To achieve carbon neutrality by 2060, China will need to phase out the use of coal and other fossil fuels, deploy negative emission technologies at a large scale and promote low-carbon development, according to a Perspective published in Nature Reviews Earth & Environment.
Emissions from China currently account for 28％ of global carbon emissions. A major step to curbing these emissions are targets to reduce 2005 carbon intensity levels (the number of grams of CO2 that it takes to make one unit of electricity) by 40-45％ and 60-65％ by 2020 and 2030, respectively.

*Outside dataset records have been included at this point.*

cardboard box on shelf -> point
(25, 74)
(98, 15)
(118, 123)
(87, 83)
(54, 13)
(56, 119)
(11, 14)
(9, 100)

Zhu Liu and colleagues assessed the status of China’s CO2 emissions and the progress made in its plans to achieve carbon neutrality by 2060. By 2020, carbon intensity had decreased by 48.4％ compared to 2005 levels. However, the authors argue that in order to reach peak total emissions before 2030 and achieve carbon neutrality by 2060, the following goals will need to be met: establishing a full scale cap-and-trade system that covers all sectors, given negative emissions from afforestation, recycling, and carbon capture, utilization and storage (CCUS); recycling 100％ of construction materials and industrial by-products; realizing the goal of 85％ or 70％ of non-fossil fuels in primary energy consumption by 2050 under the 1.5℃ and 2℃ scenarios, respectively; and development of a full CCUS strategy for the remaining fossil-fuel-based boilers and plants.
Liu and co-authors conclude that current efforts to reduce emissions are mainly responses to top-down policies by the central government. However, measures that can incentivize bottom-up efforts are also called for, such as setting local mitigation targets, promoting a just transition towards carbon neutrality, and mobilizing communities.